Question

A Wheatstone bridge is constructed using a \(1.00-\mathrm{m}\) -long Nichrome wire (the purple line in the figure) with a conducting contact that can slide along the wire. A resistor, \(R_{1}=100 . \Omega\), is placed on one side of the bridge, and another resistor, \(R\), of unknown resistance, is placed on the other side. The contact is moved along the Nichrome wire, and it is found that the ammeter reading is zero for \(L=25.0 \mathrm{~cm} .\) Knowing that the wire has a uniform cross section throughout its length, determine the unknown resistance.

Short answer

Answer: The unknown resistance in the Wheatstone bridge is 300Ω.

Step-by-step solution

Write the balanced condition for the Wheatstone Bridge

The balanced condition of the Wheatstone bridge states that the ratio of the resistances in the two branches of the bridge is equal. That is: \(\dfrac{R_{A}}{R_{B}}=\dfrac{R_{1}}{R}\) Here, \(R_A\) and \(R_B\) are the resistances of the segments of the Nichrome wire having lengths \(L\) and \((1.00 - L)\) respectively.
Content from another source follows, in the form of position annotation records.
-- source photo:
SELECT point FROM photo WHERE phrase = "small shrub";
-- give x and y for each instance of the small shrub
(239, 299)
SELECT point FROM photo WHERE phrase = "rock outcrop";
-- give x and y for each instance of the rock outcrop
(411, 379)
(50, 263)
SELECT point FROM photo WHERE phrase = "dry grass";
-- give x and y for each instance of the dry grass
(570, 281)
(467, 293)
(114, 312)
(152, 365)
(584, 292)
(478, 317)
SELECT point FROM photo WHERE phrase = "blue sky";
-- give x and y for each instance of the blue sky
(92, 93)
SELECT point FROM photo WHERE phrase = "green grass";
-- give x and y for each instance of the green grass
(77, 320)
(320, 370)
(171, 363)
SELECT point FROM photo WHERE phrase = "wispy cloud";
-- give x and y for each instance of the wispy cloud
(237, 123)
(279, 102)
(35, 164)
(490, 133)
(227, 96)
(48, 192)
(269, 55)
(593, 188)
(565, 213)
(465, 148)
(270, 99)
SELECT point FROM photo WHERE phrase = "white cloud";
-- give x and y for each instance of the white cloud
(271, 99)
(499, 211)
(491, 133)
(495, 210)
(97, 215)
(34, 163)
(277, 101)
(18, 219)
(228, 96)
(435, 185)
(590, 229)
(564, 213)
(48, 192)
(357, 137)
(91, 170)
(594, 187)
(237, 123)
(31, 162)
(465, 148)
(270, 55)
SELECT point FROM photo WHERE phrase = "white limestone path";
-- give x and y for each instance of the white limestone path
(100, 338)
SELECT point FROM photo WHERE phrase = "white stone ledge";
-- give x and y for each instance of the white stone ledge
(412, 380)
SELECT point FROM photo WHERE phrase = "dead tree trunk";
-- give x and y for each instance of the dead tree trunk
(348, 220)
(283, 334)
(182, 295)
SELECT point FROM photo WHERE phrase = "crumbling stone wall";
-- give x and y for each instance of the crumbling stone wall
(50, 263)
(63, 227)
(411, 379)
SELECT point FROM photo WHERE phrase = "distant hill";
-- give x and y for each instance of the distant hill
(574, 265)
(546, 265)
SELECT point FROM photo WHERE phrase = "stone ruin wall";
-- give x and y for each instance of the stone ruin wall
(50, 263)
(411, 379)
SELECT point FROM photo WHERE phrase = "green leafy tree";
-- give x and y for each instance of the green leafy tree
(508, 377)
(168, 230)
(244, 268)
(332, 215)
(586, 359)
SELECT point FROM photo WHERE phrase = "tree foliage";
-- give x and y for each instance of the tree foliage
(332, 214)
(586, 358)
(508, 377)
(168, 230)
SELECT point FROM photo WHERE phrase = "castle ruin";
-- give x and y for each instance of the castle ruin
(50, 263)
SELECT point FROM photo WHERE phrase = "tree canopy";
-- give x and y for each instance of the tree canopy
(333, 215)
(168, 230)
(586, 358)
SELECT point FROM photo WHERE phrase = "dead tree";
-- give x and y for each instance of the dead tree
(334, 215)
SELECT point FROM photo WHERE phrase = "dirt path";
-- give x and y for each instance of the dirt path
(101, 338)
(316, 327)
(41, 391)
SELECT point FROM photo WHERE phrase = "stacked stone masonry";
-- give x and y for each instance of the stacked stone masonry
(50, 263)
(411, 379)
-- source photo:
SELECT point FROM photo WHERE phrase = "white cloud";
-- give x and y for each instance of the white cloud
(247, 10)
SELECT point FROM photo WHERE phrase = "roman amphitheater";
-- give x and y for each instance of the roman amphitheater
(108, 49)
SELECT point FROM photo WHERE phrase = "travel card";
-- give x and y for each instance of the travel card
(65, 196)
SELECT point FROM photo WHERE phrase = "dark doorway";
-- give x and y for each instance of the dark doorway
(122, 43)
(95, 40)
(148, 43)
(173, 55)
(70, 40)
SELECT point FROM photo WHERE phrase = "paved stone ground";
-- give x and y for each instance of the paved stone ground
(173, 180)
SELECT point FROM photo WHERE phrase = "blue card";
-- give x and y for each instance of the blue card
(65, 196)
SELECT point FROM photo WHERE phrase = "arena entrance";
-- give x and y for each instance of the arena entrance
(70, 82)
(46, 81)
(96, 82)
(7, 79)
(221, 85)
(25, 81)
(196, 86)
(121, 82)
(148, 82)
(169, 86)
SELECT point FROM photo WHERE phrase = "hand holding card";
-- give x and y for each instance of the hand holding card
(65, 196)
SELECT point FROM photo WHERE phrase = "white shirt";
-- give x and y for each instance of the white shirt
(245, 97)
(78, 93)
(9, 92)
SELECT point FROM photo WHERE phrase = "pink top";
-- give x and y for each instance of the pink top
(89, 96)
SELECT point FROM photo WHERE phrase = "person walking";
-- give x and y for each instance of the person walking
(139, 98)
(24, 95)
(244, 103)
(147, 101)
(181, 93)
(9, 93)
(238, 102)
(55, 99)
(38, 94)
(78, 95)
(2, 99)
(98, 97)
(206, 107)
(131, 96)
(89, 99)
Find resistance of Nichrome wire segments

Now, let's write the resistance formula for a wire and find the resistances of the two segments of the Nichrome wire in terms of their lengths: \(R_{A}=\frac{\rho L}{A}\) and \(R_{B}=\frac{\rho(1.00-L)}{A}\) Here, \(\rho\) is the resistivity of the Nichrome wire, which remains constant throughout the wire, and \(A\) is the cross-sectional area of the wire. Since the entire wire has a uniform cross section, \(A\) is the same for both segments.

Substitute expressions for wire resistances

Now, substitute the expressions for \(R_A\) and \(R_B\) found in step 2 back into the balanced condition equation found in step 1: \(\frac{\frac{\rho L}{A}}{\frac{\rho(1.00-L)}{A}} = \frac{100\Omega}{R}\)

Simplify the equation and solve for the unknown resistance

Simplify the previous equation and solve for the unknown resistance \(R\): \(\frac{L}{1.00-L} = \frac{100\Omega}{R}\) We're given that \(L = 25.0\ \text{cm} = 0.250\ \text{m}\). Substitute this value into the equation and solve for \(R\): \(\frac{0.250}{1.00 - 0.250} = \frac{100\Omega}{R}\) Rearrange the equation to isolate \(R\): \(100\Omega \cdot \frac{1.00 - 0.250}{0.250} = R\) Calculate R: \(100\Omega \cdot \frac{0.75}{0.250} = R\) \(R = 300\Omega\) The unknown resistance in the Wheatstone bridge is \(300\Omega\).